The Scott administration’s attempt to purge the voting rolls of suspected noncitizens violates federal civil rights laws, the Justice Department warns, and the GOP-led Legislature’s law imposing a 48-hour deadline on the League of Women Voters, Rock the Vote and other third-party groups that hold voter registration drives is a bust, a federal judge rules.
Democrats cry voter suppression. Republicans insist they’re simply trying to prevent voter fraud. Who’s right?
The problem is the way state GOP leaders in Florida (and various other GOP-led states) are going about it. They want to “prevent” a problem that there’s no evidence even exists. It carries the stench of voter suppression in a presidential election year when Florida is among a handful of swing states key to victory for either President Obama or his Republican opponent, former Massachusetts Gov. Mitt Romney.
Back in the contentious presidential nail-biter of 2000, the integrity of Florida’s voting system was challenged by butterfly ballots and dimpled chads and a purge of thousands of voters the state deemed to be ineligible felons when, in fact, they were eligible to vote. Those structural problems were fixed years later by federal and state laws, with new ballot scan machines in Florida and rules that made early voting possible days before the official Election Day. The point was to have access to voting and transparency.

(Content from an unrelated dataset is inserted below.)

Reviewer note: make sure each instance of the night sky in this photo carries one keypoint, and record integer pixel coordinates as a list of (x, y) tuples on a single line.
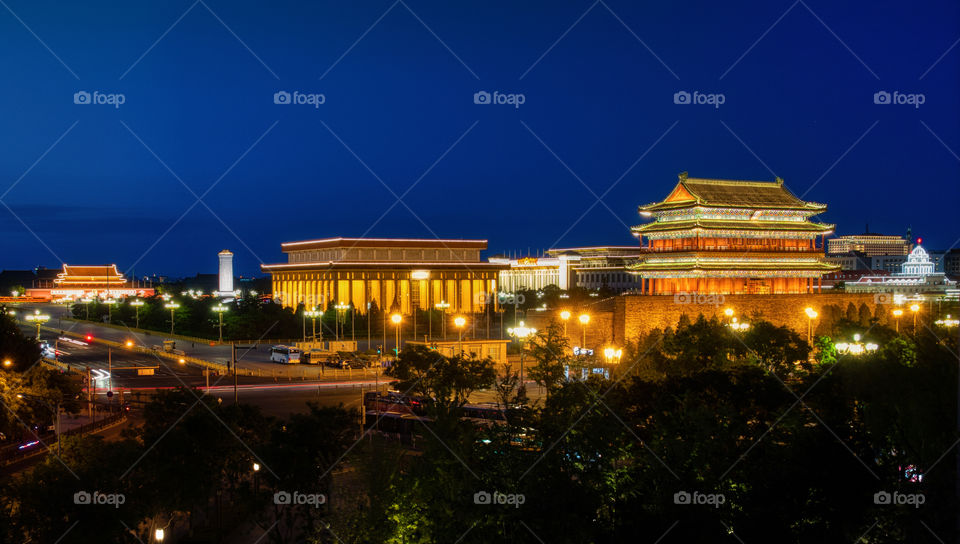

But now, Florida seems to be heading back to those “Flori-duh” days of purging voters who have every right to vote and finding ways to limit young people, immigrants and minorities — who typically lean Democrat — from voting with onerous rules on voter-registration drives, restrictions U.S. District Judge Robert Hinkle called “risky business” for those groups that faced $1,000 in fines if they submit new voter forms past the 48-hour rule.
Judge Hinkle struck down the 48-hour limit and a requirement that voter registration groups disclose the names of volunteers who don’t even collect the forms. His injunction, issued Thursday, returns Florida to a much more flexible 10-day timeline to submit voter forms.
Gov. Scott, who set up residence in the Sunshine State only a few years ago, should be sensitive to Florida voters’ concerns about transparency, even if those voters are not from his party. He is the governor of all Floridians, after all. Appealing the judge’s decision just a couple of months before the August primary for state and congressional elections would be the wrong course.
On Thursday, the Justice Department ordered Florida to stop the effort to purge those suspected of being noncitizens, which has become a time-consuming dead end for many elections supervisors who, so far, are finding that most of the people on the “suspect” list of 2,700 are indeed Americans. In a state with 11.3 million active registered voters, this exercise of purging 2,700 becomes a fool’s errand — and a likely unconstitutional one at that.
Justice officials say Florida needs to take the purge plan to federal court or for review by the Attorney General. Plus, the National Voter Registration Act clearly shuts off purges of voters 90 days before an election, which means Florida already has missed the mark to purge for the August congressional primary.
State officials have until Wednesday to let Justice know what they will do. Leaving “Flori-duh” behind and focusing on access for all eligible voters is the smart thing to do.